Stimulation of a well, including but not limited to fracturing, can be used to extract hydrocarbons from a subterranean formation (e.g., an oil well or a gas well). For example, hydraulic fracturing can include pumping a treatment fluid that includes a proppant mixture into a wellbore. The treatment fluid can create or enhance fractures in the subterranean formation and the proppant mixture can fill the fractures to prop the fractures open. Propping the fractures open can allow the hydrocarbons to flow from the subterranean formation through the fractures and into the wellbore. In some examples, the wellbore is divided into stages (also known as intervals or zones) such that each stage includes one or more fracture clusters and each fracture cluster includes one or more fractures.

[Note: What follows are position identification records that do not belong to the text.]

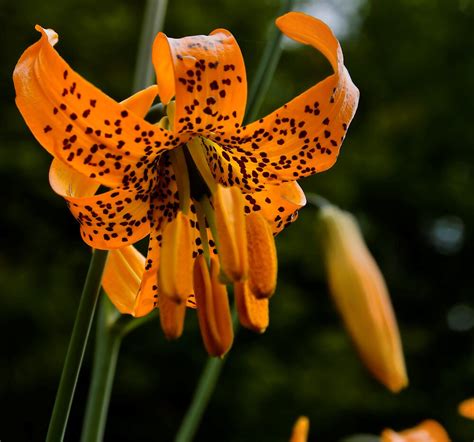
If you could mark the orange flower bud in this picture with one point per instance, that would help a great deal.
(176, 260)
(300, 430)
(360, 293)
(427, 431)
(253, 312)
(263, 265)
(213, 309)
(466, 408)
(230, 224)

As more wells are drilled, the spacing between each well may decrease, which may increase the chances of an interwell communication event, which hereinafter is referred to as a “frac hit,” in which a pressure within a first well (e.g., a “parent well”) is affected by the hydraulic fracturing in a second well (e.g., a “child well” or an “infill well”) to cause an interaction between the parent well and the child well. In some aspects, fracturing treatment of the child well causes a fracture to grow towards the parent well when the reservoir pressure around the parent well is lower than the unstimulated/unproduced reservoir surrounding the child well. Frac hits can result in a loss of production of both the parent well and the child well. Frac hits can also result in mechanical, physical, or chemical damage to the parent well.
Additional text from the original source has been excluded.